05:32 – The Hard Problem of Consciousness
08:32 – Thought Experiment: Mary and the Nature of Conscious Experience
13:28 – The Hard Problem and The Real Problem of Consciousness
21:53 – The Brain as a Prediction Machine
25:41 – Possible Solutions to the Hard Problem
33:15 – Will AI Systems Become Conscious and How Will We Know?
40:11 – Is Human Consciousness the Only One Example of Conscious-like Experience?
42:19 – The Future of Creating Consciousness and the Ethical Questions
Anil Seth is a cognitive neuroscientist and professor at the University of Sussex, specializing in consciousness and perception. He is known for his work on predictive processing, suggesting that the brain constructs reality as a “controlled hallucination” based on prior beliefs and sensory inputs. Seth’s research spans neuroscience, artificial intelligence, and philosophy, and he is also an engaging science communicator, notably the author of Being You: A New Science of Consciousness.
Essential Ideas
Chalmers
David Chalmers’s essential idea about consciousness revolves around its fundamentally mysterious and non-reducible nature, encapsulated in his distinction between the “hard problem” and the “easy problems” of consciousness:
Key aspects
- The Hard Problem: This is the question of why and how physical processes in the brain give rise to subjective experiences (qualia), such as the redness of red or the taste of chocolate. Chalmers argues that explaining these first-person experiences cannot be fully achieved through the standard physicalist explanations of brain activity because they address only objective, observable phenomena, not the subjective, inner world of experience.
- The Easy Problems: These involve explaining cognitive functions and behaviors, such as information processing, memory, attention, and decision-making. These can, in principle, be addressed by neuroscience and psychology because they focus on mechanisms and functions.

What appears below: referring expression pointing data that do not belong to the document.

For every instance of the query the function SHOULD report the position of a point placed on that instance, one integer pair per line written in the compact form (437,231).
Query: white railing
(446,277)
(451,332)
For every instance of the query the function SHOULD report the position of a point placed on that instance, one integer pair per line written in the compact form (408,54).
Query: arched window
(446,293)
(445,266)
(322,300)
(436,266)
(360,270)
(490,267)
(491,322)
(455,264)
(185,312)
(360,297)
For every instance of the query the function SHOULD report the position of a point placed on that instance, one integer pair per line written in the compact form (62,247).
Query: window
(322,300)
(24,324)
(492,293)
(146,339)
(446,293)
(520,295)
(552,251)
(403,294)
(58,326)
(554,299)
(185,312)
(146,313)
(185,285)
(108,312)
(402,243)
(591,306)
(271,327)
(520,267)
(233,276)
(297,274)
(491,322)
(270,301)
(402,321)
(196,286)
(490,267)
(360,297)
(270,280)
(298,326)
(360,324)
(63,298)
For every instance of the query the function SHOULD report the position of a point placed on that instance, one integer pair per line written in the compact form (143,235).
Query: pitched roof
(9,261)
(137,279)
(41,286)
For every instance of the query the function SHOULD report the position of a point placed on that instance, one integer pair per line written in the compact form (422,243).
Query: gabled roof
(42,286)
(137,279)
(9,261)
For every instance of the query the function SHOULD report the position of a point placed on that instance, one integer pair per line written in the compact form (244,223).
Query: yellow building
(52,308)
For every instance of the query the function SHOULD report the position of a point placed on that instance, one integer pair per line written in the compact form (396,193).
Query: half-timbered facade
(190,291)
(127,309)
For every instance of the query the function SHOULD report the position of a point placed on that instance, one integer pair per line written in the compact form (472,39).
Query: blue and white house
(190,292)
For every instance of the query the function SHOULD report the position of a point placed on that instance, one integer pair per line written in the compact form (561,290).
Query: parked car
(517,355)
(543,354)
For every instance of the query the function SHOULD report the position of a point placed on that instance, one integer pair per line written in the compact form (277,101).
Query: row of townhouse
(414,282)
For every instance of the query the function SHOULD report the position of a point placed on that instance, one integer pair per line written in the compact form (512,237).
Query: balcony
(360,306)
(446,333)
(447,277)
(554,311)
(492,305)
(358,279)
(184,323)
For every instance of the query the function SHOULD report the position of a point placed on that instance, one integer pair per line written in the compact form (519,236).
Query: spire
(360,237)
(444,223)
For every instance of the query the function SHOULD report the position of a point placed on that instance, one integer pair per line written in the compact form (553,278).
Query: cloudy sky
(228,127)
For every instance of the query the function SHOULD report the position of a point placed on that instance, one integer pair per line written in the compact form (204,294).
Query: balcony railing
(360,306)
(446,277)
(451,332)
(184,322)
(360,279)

Chalmers proposes that consciousness might be a fundamental property of the universe, similar to space, time, or mass. He suggests exploring frameworks like panpsychism, the idea that consciousness could be a fundamental feature of matter, or considering that it might require new, yet undiscovered, principles of physics to fully understand it. His perspective challenges strictly reductionist views and invites a broader, interdisciplinary approach to studying consciousness.
Anil Seth
Anil Seth’s essential idea about consciousness centers on the notion that it arises from the brain’s predictive processes, emphasizing a scientific and empirically grounded framework. He views consciousness as a controlled hallucination where the brain actively generates models of the world and the self, refining them based on sensory inputs.
Key Aspects
- Predictive Processing: Seth argues that the brain doesn’t passively receive information from the world; instead, it predicts the causes of sensory signals using prior knowledge. Sensory inputs then serve to update or correct these predictions, creating our perception of reality.
- Perception as a Hallucination: He suggests that perception is akin to a “hallucination controlled by the external world.” When predictions align well with sensory data, we experience a stable sense of reality. When they don’t, errors occur, leading to phenomena like optical illusions or altered states of perception.
- Self and the Body: Seth emphasizes that our sense of self is deeply rooted in bodily processes. For example, interoception (the brain’s perception of internal bodily states) plays a crucial role in shaping the subjective experience of being “you.”
- Consciousness as Multi-Dimensional: Rather than seeing consciousness as a single phenomenon, Seth breaks it into multiple dimensions, including the level of arousal (awake vs. asleep) and the content of experience (what we are aware of).
Anil Seth’s approach is grounded in neuroscience and cognitive science. It offers a framework that connects subjective experience with measurable brain processes. This makes consciousness more approachable for scientific investigation while emphasizing its deeply personal, constructed nature.